1. Line two half sheet pans with parchment paper. Have an additional pan ready for double panning.
2. Position the rack in the middle of the oven. Preheat the oven to 350 F (180 C).
3. In the bowl of a stand mixer fitted with the paddle attachment (or using a hand mixer), cream the butter and both sugars on low speed for 30 seconds until combined, add vanilla extract and increase speed to medium and mix until the mixture is smooth (about 2 minutes). The mixture should not lighten in color. Scrape down the sides of the bowl and the paddle with a spatula.

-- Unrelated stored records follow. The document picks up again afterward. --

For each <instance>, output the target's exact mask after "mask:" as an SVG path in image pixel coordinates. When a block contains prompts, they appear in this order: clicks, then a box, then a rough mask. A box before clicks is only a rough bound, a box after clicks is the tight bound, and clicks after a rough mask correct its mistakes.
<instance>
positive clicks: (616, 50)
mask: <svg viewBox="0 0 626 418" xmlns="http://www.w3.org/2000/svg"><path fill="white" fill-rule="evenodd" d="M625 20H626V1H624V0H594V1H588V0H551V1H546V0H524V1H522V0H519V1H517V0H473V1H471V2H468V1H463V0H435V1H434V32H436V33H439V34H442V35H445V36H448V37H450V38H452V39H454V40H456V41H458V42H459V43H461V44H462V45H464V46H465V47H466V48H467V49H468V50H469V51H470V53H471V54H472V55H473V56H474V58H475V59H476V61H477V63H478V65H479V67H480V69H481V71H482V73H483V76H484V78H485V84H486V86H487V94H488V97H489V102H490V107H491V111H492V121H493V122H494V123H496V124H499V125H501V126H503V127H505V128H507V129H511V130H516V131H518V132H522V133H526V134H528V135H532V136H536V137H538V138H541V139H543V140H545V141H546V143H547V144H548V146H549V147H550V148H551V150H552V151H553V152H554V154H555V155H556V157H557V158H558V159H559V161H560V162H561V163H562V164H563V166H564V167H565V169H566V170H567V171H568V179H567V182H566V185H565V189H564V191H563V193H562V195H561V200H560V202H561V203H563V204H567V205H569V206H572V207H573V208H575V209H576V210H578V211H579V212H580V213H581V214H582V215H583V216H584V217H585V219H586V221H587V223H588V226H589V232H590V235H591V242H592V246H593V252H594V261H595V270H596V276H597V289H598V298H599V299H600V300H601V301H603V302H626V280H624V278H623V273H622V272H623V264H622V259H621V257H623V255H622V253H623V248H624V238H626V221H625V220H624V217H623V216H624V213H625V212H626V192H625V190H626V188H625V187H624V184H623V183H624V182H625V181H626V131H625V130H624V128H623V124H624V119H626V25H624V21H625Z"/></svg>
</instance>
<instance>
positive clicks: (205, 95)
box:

4. With the mixer off, add the eggs one at a time, starting on low speed and then increase the speed to medium, mixing well after each addition. When the mixture changes from shiny to dull looking (about 45 seconds of mixing), add the next egg. Scrape down the sides of the bowl after each addition.
5. In a separate bowl or on a sheet of parchment paper sift together the dry ingredients.
6. Add the 1/2 dry ingredients to the egg mixture on low speed mixing until the flour disappears. Do not over mix. Scrape down quickly and add the second half of the dry ingredients, mix until combined.
7. Add the chips and optional nuts only until they are mixed – do not over mix. They can be mixed in by hand as well.
8. Scoop onto parchment lined tray - they will spread so make sure there is room between. With the larger scoop, I get 10 on a half sheet tray and 15 of the smaller size.
9. Chill for 30 minutes in the refrigerator. Cookie dough can be frozen for up to one month. Scoop it first to save time. Once the cookie dough is frozen - it can be stored in a zip loc bag.
10. Bake the cookies. Start checking them at 12 minutes. If the cookie bottoms are over browning, double pan them. Continue to bake. Check in 3-4 minute intervals. The cookies are done when they are a light golden brown on the edges. The center should still be light but not wet.
11. Let cool on the pan for 3-4 minutes before moving to a cooling rack.
12. Store the cookies in an airtight container. Cookies will keep for a several days. They will be crisper as they sit. To retain moisture, store with a slice of apple or one of those ceramic brown sugar bears. Cookies freeze, well wrapped, for up to one month.